Este lunes de Pascua, Sevilla ha amanecido recuperando su normalidad. Persianas de negocios que se levantan, coches que vuelven a circular con prisa y niños que regresan a las aulas de colegios e institutos. La ciudad retoma el pulso cotidiano, aunque aún con la resaca física y emocional que ha dejado tras de sí la Semana Santa.
A partir de hoy, poco a poco, se irán desmontando los palcos, las imágenes procesionales regresarán a sus capillas para el culto interno y el incienso —ese aroma que ha impregnado el ambiente— se irá disipando en el aire como un sueño que se resiste a marcharse. La solemnidad, el recogimiento y el luto de estos días empezarán a dar paso a la algarabía y al color que ya se intuyen al otro lado del puente, donde la Feria comienza a agitar sus volantes.
Pero antes de ese tránsito hacia la otra gran fiesta de la primavera sevillana, conviene detenerse un instante y recordar que la Semana Santa se cerró ayer con una cofradía que a menudo pasa de puntillas, pero cuyo mensaje sostiene el corazón teológico de todo lo vivido. Hablo, sin duda, de la Hermandad de la Resurrección.
Con el discurrir de una marea de nazarenos blancos como las luces de la aurora del domingo, esta última cofradía de la Semana Santa nos recuerda que sin la Resurrección nada tendría sentido. Sin la victoria sobre la muerte, el dolor del Viernes Santo quedaría inconcluso. Sin la promesa cumplida, el sacrificio sería solo tragedia.
Para quien vive intensamente la Semana Santa, la Resurrección no puede ser un epílogo menor. Es la piedra angular que sostiene toda la liturgia pública de los días previos. Mirar al Cristo Resucitado es comprender que la cruz no fue el final, sino el inicio de algo nuevo. Es asumir que el sufrimiento solo encuentra plenitud cuando es vencido por la vida. Y eso, para el cofrade, no es solo un dogma, sino que es una manera de estar en el mundo, de resistir desde la esperanza.
Pero la Resurrección no es solo un hecho litúrgico. Más allá de la trascendencia teológica, esta es una metáfora luminosa que atraviesa nuestras vidas. Todos, en algún momento, hemos conocido la noche más oscura. Todos hemos sentido el vértigo de una pérdida, el desgaste de un fracaso, la soledad que parece definitiva. Y, aun así, la vida —tenaz, silenciosa— ha vuelto a abrirse paso. A veces sin hacer ruido, pero siempre con firmeza.

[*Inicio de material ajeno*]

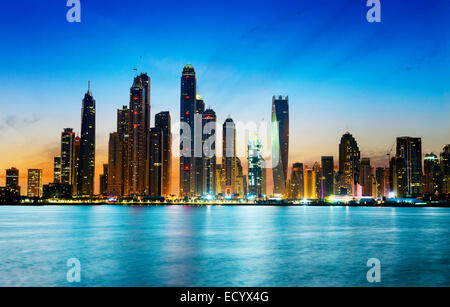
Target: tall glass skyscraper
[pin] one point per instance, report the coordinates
(188, 106)
(34, 187)
(57, 169)
(137, 143)
(280, 143)
(155, 161)
(67, 156)
(327, 176)
(163, 122)
(86, 162)
(410, 149)
(349, 162)
(366, 177)
(255, 165)
(432, 175)
(445, 169)
(229, 163)
(297, 188)
(209, 153)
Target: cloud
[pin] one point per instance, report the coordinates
(18, 122)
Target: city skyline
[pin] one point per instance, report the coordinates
(374, 74)
(137, 88)
(140, 157)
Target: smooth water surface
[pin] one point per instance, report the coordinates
(224, 246)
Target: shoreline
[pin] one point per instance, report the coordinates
(388, 205)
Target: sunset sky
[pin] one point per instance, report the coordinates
(378, 81)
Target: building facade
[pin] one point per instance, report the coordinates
(280, 143)
(86, 161)
(34, 187)
(410, 149)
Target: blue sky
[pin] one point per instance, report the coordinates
(379, 80)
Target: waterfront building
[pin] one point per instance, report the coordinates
(280, 143)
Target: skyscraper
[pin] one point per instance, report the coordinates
(163, 122)
(310, 184)
(327, 177)
(432, 175)
(349, 156)
(104, 180)
(137, 151)
(380, 178)
(445, 169)
(75, 164)
(255, 165)
(67, 156)
(12, 179)
(209, 152)
(366, 177)
(34, 187)
(188, 99)
(121, 140)
(115, 165)
(297, 188)
(86, 162)
(229, 158)
(155, 162)
(410, 149)
(398, 169)
(280, 142)
(57, 169)
(199, 139)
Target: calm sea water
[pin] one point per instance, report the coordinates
(224, 246)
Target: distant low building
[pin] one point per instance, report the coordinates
(9, 196)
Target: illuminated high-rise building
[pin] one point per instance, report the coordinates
(264, 179)
(57, 169)
(327, 182)
(380, 178)
(76, 163)
(229, 162)
(163, 122)
(199, 139)
(86, 161)
(280, 143)
(209, 153)
(137, 151)
(445, 169)
(366, 177)
(398, 169)
(12, 179)
(120, 144)
(318, 175)
(155, 162)
(115, 165)
(432, 175)
(255, 165)
(349, 156)
(219, 171)
(410, 149)
(68, 161)
(310, 183)
(297, 183)
(103, 179)
(34, 187)
(188, 107)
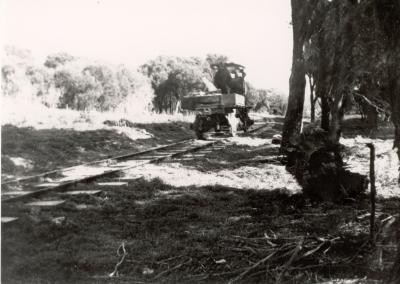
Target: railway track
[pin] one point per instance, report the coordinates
(37, 187)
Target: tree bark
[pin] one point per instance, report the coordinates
(311, 82)
(297, 82)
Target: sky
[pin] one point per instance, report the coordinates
(254, 33)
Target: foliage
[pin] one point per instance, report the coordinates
(175, 77)
(58, 59)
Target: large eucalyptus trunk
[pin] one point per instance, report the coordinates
(297, 83)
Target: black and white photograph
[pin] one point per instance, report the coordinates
(213, 141)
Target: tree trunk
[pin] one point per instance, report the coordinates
(311, 82)
(297, 82)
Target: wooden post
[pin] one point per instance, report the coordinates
(373, 190)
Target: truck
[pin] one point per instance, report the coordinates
(224, 108)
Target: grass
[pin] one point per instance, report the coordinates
(164, 226)
(36, 139)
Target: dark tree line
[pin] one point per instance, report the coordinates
(350, 51)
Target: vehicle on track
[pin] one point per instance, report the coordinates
(223, 109)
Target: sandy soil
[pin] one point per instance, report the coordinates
(206, 217)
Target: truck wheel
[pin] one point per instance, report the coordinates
(198, 127)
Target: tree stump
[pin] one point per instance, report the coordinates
(318, 166)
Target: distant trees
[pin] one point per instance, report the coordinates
(55, 60)
(174, 77)
(66, 81)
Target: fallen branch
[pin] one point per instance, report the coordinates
(251, 268)
(124, 253)
(172, 269)
(292, 258)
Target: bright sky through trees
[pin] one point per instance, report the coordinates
(255, 33)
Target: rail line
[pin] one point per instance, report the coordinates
(62, 179)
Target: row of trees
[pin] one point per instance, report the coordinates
(65, 81)
(68, 82)
(349, 50)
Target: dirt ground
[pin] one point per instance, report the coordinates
(29, 150)
(226, 214)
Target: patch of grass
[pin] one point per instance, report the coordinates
(49, 149)
(189, 227)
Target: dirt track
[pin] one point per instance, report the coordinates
(206, 217)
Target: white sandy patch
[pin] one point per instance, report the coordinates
(21, 162)
(386, 163)
(248, 141)
(263, 177)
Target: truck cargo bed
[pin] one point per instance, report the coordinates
(214, 101)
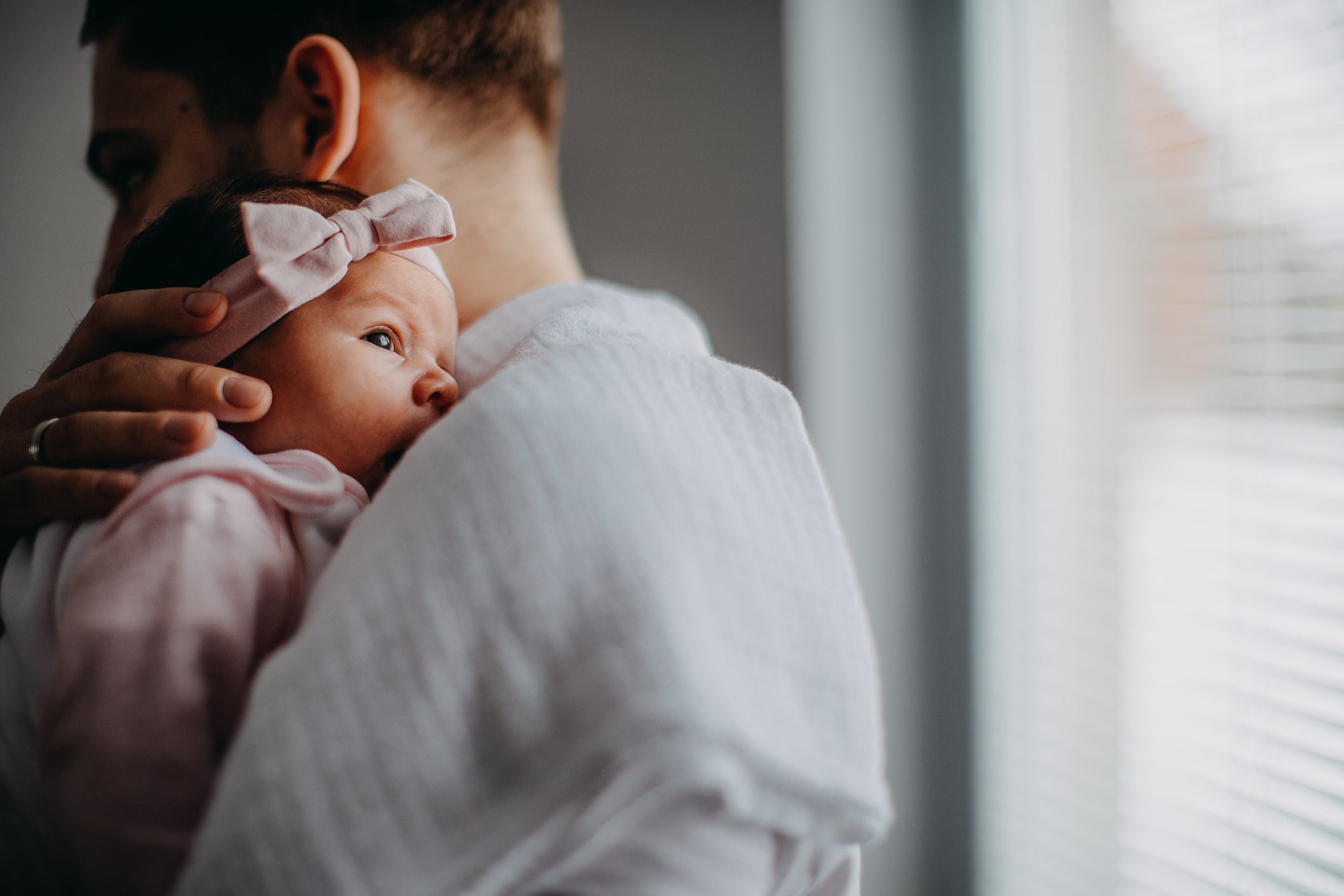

Y es que, precisamente, la resurrección también es eso. La entrevista de trabajo inesperada tras meses de paro. El mensaje que llega cuando ya no se espera. El nuevo amor que enciende un corazón herido. La calma que asoma después de la angustia. Pequeñas resurrecciones cotidianas que no están escritas en los evangelios, pero que salvan con la misma fuerza.
Porque al final, eso es lo que queda, la certeza de que ninguna herida es definitiva. Que, incluso cuando todo parece perdido, hay una luz que insiste. Y que siempre, incluso en los momentos más grises, hay un nuevo día que nos espera con las puertas abiertas.